Currently, the U.S. has 4,000 DUCs which are estimated to hold nearly 2 billion barrels of oil reserves. While idle wells in the United States are considered normal, there appears to be an overabundance currently. This is due in part to the downturn that caused significant delays in projects and a decline in drilling activity.
“Research shows that operators are now starting to complete wells that have previously been put on hold deliberately,” Artem Abramov, senior analyst and product manager, Rystad Energy, said in a release. “This comes as more than 90 percent of the accumulated oil DUC inventory can be commercially completed at a WTI of [$50 per barrel].”

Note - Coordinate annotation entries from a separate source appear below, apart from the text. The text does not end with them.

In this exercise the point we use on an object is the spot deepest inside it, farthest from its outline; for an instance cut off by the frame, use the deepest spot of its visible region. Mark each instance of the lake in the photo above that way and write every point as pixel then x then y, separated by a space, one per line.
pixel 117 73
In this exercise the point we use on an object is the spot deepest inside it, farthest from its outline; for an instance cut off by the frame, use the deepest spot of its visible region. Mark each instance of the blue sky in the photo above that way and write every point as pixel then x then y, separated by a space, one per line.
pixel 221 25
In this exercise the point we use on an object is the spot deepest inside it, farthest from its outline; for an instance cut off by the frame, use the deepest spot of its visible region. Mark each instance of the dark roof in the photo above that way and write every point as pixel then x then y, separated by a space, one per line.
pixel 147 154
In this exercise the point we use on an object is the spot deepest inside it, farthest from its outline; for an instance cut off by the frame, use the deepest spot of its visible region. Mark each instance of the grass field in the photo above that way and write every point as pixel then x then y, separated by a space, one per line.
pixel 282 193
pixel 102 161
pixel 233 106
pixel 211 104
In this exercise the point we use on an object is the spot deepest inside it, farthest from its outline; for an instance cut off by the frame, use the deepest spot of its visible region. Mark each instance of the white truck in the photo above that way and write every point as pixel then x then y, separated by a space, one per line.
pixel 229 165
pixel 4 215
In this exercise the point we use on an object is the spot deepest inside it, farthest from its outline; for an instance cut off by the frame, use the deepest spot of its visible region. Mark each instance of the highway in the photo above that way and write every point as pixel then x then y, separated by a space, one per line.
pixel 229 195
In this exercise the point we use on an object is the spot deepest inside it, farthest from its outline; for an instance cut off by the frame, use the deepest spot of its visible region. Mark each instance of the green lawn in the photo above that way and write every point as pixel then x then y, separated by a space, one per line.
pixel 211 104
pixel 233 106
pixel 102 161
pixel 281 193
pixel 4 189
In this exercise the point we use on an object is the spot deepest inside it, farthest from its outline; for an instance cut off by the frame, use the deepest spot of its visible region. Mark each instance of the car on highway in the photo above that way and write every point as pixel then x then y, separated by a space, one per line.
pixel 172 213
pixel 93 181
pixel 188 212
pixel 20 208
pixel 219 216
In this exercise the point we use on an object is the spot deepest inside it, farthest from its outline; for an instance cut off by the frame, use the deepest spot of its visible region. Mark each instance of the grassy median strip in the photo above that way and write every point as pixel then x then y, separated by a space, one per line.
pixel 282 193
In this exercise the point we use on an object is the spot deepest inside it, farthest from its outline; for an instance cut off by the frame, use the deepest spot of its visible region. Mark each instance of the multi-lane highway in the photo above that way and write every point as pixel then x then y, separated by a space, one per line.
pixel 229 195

Royal Dutch Shell is one such company that seeks to use its well acreage to sustain the company’s cash flows. Bruce Palfreyman, general manager of Shell’s Permian asset group, said Monday that the company believes it has the best position in the Delaware Basin, part of the Permian Basin in West Texas, and sees future production potential from DUCs in the Permian Basin.
Citing the significant production decline recently in North Dakota – which suffered an all-time high decline rate in April 2016 of 70,000 barrels per day (bpd), Abramov said the decline was due to older “low decline” wells that were brought on prior to 2016.
“It is not the first time such temporary shifts in base decline are observed, and they were caused by road restrictions imposed by the state over the month,” said Abramov. “This trend is unlikely to persist and should not be extrapolated to the US Shale industry in general.”